Molecular Pathogenesis of Hematological Malignancies
Dr. Y. Lynn Wang serves as the Director of the Molecular Hematopathology Laboratory at Weill Cornell. This CLIA-certified and CAP-accredited clinical laboratory offers PCR-based testing for molecular genetic lesions in lymphomas and leukemias to aid in the diagnosis and therapeutic monitoring. Research in her clinical laboratory focuses on new molecular test development (Diag Mol Path. 14,17-22, 2005; J. Mol. Diagn. 8, 231-9, 2006; J. Mol. Diagn. 8, 385-9, 2006; J. Mol. Diagn. 9, 272-6, 2007). The lab, in collaboration with hematologists/oncologists, also performs research that helps define and explore the clinical utilities of these new tests (Acta Haematol. 118, 209-14, 2007; Leukemia. 22, 1289, 2008). In addition, Dr. Wang is an active member of the International BCR-ABL RQ-PCR Standardization Group that conducts research and makes recommendations for clinical laboratory practice (Blood, 108, 28-37, 2006; Blood, 112, 3330-8, 2008 and Blood 2010 in print).
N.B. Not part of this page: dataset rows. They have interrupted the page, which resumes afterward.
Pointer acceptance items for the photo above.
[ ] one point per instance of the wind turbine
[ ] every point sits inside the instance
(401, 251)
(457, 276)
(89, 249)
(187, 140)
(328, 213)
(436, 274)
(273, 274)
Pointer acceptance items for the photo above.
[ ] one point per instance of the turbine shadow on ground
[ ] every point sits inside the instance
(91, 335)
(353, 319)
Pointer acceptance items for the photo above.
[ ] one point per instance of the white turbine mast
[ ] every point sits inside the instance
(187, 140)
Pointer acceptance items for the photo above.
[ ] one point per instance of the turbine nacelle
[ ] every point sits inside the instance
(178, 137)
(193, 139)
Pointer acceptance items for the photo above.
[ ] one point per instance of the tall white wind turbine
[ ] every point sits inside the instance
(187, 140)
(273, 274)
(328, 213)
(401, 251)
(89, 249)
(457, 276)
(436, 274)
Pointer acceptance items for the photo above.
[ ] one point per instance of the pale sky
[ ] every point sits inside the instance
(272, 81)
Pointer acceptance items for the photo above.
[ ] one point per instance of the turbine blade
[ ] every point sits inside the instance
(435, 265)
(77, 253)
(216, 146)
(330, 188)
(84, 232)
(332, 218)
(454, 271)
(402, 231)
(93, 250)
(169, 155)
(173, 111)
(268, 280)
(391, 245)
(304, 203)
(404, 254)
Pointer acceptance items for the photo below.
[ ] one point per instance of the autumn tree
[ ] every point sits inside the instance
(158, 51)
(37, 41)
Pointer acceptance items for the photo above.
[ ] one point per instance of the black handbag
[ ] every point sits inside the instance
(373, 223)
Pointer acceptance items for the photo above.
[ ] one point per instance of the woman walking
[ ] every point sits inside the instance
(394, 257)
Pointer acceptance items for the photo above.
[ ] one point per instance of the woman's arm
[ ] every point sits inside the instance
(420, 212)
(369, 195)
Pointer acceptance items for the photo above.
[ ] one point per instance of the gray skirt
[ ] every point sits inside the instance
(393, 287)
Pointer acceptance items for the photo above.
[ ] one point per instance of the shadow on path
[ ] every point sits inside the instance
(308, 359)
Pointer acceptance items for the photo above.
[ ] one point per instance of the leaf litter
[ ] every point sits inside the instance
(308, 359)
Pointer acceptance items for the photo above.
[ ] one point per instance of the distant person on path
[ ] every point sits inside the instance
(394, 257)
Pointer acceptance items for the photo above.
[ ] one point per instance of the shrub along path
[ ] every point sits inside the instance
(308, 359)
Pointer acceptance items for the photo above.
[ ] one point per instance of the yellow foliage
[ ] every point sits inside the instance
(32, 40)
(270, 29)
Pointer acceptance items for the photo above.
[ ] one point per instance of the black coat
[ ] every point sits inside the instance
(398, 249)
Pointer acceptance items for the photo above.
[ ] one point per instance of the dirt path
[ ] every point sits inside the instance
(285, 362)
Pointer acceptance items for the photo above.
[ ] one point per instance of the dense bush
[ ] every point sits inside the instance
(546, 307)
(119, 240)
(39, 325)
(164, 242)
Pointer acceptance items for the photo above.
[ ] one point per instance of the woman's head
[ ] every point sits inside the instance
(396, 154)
Besides clinical service and clinical laboratory research, Dr. Wang acts as the principal investigator of a translational research laboratory. The lab focuses on aberrant signal transduction in lymphomas and leukemias as well as utilization of derived information to develop molecularly targeted therapies. A variety of molecular, cellular, immunological, biochemical and pharmacological approaches are utilized to determine the contribution of particular signaling cascades in the pathogenesis of these hematological malignancies (J. Immunol. 177, 3737-45, 2006; Am. J. Pathol. 170, 722-32, 2007; PPAR Research, v2008, 1-13, 2008; Leukemia. 22, 1755-66, 2008). Currently, a number of projects aim to understand the role of B-cell receptor (BCR) signaling in lymphoma cell survival and proliferation. Several papers from the lab showed that dasatinib, a SRC tyrosine kinase inhibitor, interferes with BCR signaling and causes cell cycle arrest or apoptosis in diffuse large B cell lymphoma (DLBCL) and CLL. The data not only suggests dasatinib as a potentially useful therapy for these lymphomas but also demonstrates the critical role of BCR signaling in lymphoma cell proliferation and survival. Moreover, potential biomarkers have been identified by these studies to predict dasatinib therapeutic response (Leukemia 22, 1755-66, 2008, Leukemia 23, 807-10, 2009, Clin. Cancer Res., 16, 587-99, 2010 ). Based on some of these promising preclinical data, a phase II clinical trial that integrates the identified biomarkers has been initiated and openned in June 2009 to test the efficacy of dasatinib in lymphoma patients. Since the establishment of her research lab in 2005, work from the Wang lab has led to 22 publications in the scientific literature. Many of the projects were initiated and conducted in their own lab and still many other involve collaborations with other scientists, pathologists and heme/onc physicians at Weill Cornell, other institutions and industrial companies.